God, for example, used the Apostle Paul to do most of the theological heavy-lifting in the New Testament canon precisely because he was a very learned man in the scriptures even before He got zapped by the Lord on the road to Damascus. Paul may have never actually met Jesus before His death, resurrection and ascension. But a good number of other people did, including twelve disciples that essentially lived with, were discipled by, and listened to His teaching for three years. Yet the majority of them didn’t contribute a peep to the Bible. Why then Paul, who perhaps only met Jesus in a vision? (1 Cor. 15:3-10) Because He was anointed? Sure. But he also had the right stuff; the fissionable raw material that enabled him, with the Holy Spirit’s obvious help, to get his mind around the great truths to which the Old Testament was pointing.

Well, we don’t know a lot about Cyrus the Great. But from what we do know, toQuayleparaphrase Lloyd Bentsen’s response to Dan Quayle in the 1988 debate: “Mr. Trump, you’re no Cyrus.”


Cyrus was already both a seasoned governor and a military leader, one who ruled Persia and conquered the Babylonian empire, before he became the deliverer (literally, “anointed one” or “messiah”) of the Jewish people.

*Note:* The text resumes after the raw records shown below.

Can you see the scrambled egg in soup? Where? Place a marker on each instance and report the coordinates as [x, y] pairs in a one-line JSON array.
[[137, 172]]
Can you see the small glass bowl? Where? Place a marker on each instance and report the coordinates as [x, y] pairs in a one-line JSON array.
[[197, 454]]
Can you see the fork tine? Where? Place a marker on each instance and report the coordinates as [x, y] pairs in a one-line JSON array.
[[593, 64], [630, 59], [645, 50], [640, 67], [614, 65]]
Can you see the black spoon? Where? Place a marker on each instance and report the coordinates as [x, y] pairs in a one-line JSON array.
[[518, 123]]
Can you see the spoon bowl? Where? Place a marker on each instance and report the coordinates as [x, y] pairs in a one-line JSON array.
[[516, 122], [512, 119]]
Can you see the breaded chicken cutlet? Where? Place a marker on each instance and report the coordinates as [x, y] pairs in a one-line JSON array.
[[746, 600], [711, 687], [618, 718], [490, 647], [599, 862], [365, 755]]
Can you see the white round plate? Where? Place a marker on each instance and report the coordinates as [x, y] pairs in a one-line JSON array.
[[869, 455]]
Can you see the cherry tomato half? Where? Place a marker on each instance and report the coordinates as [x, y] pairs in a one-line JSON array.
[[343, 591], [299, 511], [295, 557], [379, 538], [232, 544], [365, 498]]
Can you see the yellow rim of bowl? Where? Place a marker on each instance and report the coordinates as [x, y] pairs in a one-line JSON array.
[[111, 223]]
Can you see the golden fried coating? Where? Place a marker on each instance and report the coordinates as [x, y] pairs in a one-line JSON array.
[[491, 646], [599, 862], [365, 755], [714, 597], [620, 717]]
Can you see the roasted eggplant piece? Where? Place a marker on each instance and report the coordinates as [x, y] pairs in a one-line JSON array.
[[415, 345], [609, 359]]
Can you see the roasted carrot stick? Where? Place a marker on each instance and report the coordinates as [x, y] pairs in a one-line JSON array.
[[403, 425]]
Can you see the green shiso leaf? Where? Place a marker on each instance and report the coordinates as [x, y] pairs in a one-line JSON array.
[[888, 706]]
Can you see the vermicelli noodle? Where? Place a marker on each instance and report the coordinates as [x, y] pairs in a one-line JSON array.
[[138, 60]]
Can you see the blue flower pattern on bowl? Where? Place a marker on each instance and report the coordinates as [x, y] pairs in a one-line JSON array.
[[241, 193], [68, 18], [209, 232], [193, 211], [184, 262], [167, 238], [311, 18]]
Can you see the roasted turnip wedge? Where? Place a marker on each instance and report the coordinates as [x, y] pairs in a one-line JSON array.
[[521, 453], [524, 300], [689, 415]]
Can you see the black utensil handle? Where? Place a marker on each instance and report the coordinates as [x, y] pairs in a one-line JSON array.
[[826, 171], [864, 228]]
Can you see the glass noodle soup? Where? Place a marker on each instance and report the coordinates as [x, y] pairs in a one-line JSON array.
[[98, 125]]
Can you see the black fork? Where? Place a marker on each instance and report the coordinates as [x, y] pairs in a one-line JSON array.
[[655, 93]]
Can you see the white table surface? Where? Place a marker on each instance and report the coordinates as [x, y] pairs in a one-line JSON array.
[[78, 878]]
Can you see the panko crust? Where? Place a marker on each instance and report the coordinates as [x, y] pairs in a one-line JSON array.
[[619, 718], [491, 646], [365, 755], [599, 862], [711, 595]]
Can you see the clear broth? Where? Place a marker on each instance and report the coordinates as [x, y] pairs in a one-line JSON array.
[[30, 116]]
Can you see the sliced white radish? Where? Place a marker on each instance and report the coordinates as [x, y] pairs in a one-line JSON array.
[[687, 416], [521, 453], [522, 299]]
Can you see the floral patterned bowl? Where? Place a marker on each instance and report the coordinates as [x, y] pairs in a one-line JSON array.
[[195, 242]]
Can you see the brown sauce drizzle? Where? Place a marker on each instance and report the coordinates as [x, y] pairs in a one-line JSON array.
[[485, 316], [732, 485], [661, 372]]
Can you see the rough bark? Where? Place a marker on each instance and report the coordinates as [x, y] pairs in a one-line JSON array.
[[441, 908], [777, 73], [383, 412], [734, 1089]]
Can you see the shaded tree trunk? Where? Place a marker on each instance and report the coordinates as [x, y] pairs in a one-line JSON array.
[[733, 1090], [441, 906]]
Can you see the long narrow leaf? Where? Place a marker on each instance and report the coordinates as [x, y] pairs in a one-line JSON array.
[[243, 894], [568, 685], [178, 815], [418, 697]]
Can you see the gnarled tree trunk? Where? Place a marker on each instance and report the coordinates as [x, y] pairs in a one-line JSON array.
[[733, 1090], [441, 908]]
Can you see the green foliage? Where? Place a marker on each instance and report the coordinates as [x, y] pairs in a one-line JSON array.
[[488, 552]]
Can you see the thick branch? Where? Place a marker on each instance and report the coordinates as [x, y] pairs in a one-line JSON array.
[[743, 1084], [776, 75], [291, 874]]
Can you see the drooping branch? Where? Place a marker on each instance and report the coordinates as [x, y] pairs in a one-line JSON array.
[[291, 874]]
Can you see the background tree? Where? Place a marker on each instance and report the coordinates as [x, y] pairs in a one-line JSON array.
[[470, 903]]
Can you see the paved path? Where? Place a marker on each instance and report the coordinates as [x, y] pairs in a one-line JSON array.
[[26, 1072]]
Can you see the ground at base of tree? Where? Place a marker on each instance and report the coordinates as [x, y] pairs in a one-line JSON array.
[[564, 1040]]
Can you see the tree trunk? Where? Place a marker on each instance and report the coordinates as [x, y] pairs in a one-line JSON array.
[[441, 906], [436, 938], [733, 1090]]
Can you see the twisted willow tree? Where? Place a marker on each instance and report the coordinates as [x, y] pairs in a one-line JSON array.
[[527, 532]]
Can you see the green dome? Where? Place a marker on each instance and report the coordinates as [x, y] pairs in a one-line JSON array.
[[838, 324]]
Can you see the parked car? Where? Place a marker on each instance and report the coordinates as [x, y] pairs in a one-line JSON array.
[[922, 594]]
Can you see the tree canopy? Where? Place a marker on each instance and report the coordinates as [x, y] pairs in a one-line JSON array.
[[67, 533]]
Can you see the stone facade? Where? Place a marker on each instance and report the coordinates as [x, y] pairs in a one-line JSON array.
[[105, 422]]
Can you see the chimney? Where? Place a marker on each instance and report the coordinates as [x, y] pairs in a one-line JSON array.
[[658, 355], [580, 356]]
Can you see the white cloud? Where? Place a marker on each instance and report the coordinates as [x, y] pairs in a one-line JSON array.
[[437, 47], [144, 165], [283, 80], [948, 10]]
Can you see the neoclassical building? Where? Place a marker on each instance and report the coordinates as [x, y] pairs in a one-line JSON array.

Trump avoided the military and has had virtually no governmental experience.

Cyrus was a master of diplomacy and inclusion, able to gain respect and fealty from a diverse number of people groups with their disparate cultures and religions.

Donald Trump on the other hand…well not so much, to put it mildly.

From what we can tell, Cyrus was very wise in regards to his speech.

Trump has one of the worst cases of foot-in-mouth disease in American history.

Polls didn’t exist at the time, but if they did Cyrus would have a high approval rating across his vast empire.